# R5 VWD... No brainer right?



## Rashadabd (Sep 17, 2011)

So, I have been working on a build and finished buying all of my components (SRAM Force, Selle Italia, Look Keo Max Carbon and Mavic Ksyrium) a few weeks ago. I had been focusing on Felt (FC), Trek (5.9) and Litespeed (C1) frames and ordered or came close to ordering each of them before deciding it just wasn't the right bike for one reason or another. I got to this point because when I first got serious about cycling about a year ago, I had my heart set on a S3 and then Cervelo discontinued them.
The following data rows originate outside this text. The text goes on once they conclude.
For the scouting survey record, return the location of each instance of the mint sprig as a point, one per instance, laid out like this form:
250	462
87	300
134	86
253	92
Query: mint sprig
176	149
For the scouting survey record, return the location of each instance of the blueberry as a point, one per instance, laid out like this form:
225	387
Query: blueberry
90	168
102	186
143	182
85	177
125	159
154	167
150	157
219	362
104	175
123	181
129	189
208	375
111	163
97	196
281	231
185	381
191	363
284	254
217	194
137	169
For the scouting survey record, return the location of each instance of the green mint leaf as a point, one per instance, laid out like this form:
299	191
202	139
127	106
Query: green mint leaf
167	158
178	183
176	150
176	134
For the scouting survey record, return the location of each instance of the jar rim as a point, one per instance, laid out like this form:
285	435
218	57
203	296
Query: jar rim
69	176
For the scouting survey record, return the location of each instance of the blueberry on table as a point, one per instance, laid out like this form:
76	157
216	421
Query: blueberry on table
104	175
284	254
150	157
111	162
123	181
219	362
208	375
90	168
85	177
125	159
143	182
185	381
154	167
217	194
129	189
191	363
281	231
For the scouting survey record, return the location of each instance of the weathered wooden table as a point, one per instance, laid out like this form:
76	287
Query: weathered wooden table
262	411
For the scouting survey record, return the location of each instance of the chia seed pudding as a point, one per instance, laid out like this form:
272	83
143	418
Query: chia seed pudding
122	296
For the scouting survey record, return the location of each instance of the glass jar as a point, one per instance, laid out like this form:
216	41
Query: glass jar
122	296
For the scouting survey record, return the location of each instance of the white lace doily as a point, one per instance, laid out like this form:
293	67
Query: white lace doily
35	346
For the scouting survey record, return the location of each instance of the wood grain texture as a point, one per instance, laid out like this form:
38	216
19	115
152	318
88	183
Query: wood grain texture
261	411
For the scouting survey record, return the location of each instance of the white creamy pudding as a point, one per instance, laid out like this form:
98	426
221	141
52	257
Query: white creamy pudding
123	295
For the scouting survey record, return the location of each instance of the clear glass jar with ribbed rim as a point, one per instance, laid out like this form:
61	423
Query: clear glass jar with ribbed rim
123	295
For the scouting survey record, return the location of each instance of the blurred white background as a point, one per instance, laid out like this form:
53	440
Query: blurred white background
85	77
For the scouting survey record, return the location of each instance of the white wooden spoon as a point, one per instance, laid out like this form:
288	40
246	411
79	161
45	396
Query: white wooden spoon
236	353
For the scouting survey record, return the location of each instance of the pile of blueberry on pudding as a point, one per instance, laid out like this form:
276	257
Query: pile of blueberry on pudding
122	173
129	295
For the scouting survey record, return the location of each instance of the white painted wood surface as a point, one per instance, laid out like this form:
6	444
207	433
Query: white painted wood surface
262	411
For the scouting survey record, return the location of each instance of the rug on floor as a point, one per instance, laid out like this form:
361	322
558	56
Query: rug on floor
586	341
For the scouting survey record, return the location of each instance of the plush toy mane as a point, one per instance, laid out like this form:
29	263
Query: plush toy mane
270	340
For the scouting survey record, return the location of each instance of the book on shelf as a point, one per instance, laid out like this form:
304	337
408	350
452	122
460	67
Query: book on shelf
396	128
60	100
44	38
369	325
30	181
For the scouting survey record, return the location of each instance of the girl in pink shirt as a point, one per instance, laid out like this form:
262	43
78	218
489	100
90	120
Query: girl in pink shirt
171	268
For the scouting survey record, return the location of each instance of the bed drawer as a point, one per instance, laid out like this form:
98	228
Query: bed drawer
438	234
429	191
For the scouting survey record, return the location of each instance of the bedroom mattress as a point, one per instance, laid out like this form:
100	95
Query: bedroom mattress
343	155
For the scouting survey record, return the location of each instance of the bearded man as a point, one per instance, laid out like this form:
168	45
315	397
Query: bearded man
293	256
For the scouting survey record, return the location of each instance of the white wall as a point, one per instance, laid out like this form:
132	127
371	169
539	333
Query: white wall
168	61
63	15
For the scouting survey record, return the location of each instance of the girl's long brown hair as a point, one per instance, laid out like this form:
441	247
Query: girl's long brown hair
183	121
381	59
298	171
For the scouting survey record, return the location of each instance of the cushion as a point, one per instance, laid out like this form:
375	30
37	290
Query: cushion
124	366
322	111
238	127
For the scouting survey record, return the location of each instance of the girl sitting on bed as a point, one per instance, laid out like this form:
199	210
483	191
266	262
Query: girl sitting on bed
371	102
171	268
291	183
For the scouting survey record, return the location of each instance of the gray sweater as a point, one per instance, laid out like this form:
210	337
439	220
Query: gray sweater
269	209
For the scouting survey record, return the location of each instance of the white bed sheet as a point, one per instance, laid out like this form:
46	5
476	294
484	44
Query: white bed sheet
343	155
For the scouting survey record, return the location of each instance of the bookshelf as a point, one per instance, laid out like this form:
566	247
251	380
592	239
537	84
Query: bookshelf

This led to my year long quest for a "replacement bike". I like the S5, but it's not for me. Today, my LBS called and offered me a new R5 VWD for the same price as a R3 Team. I went by and test rode both (amazing rides man, fast, super light, and still in all the right places). In fact, it might just be the best bike I have ever tested or rode. Is there any reason not to go for this and go with one of the other bikes? The frame will be a little more than I hoped to spend, but that is an amazing deal, isn't it? Thanks for the input.


----------



## Rashadabd (Sep 17, 2011)

That should have been stiff in all the right places, sorry


----------



## arkitect (Apr 25, 2011)

You rode it, you loved it.......seems like you know what to do. Hurry!!!!


----------



## cantride55 (Sep 19, 2008)

If you like the S3, why not get a nos? Still a very nice frameset, just discontinued.


----------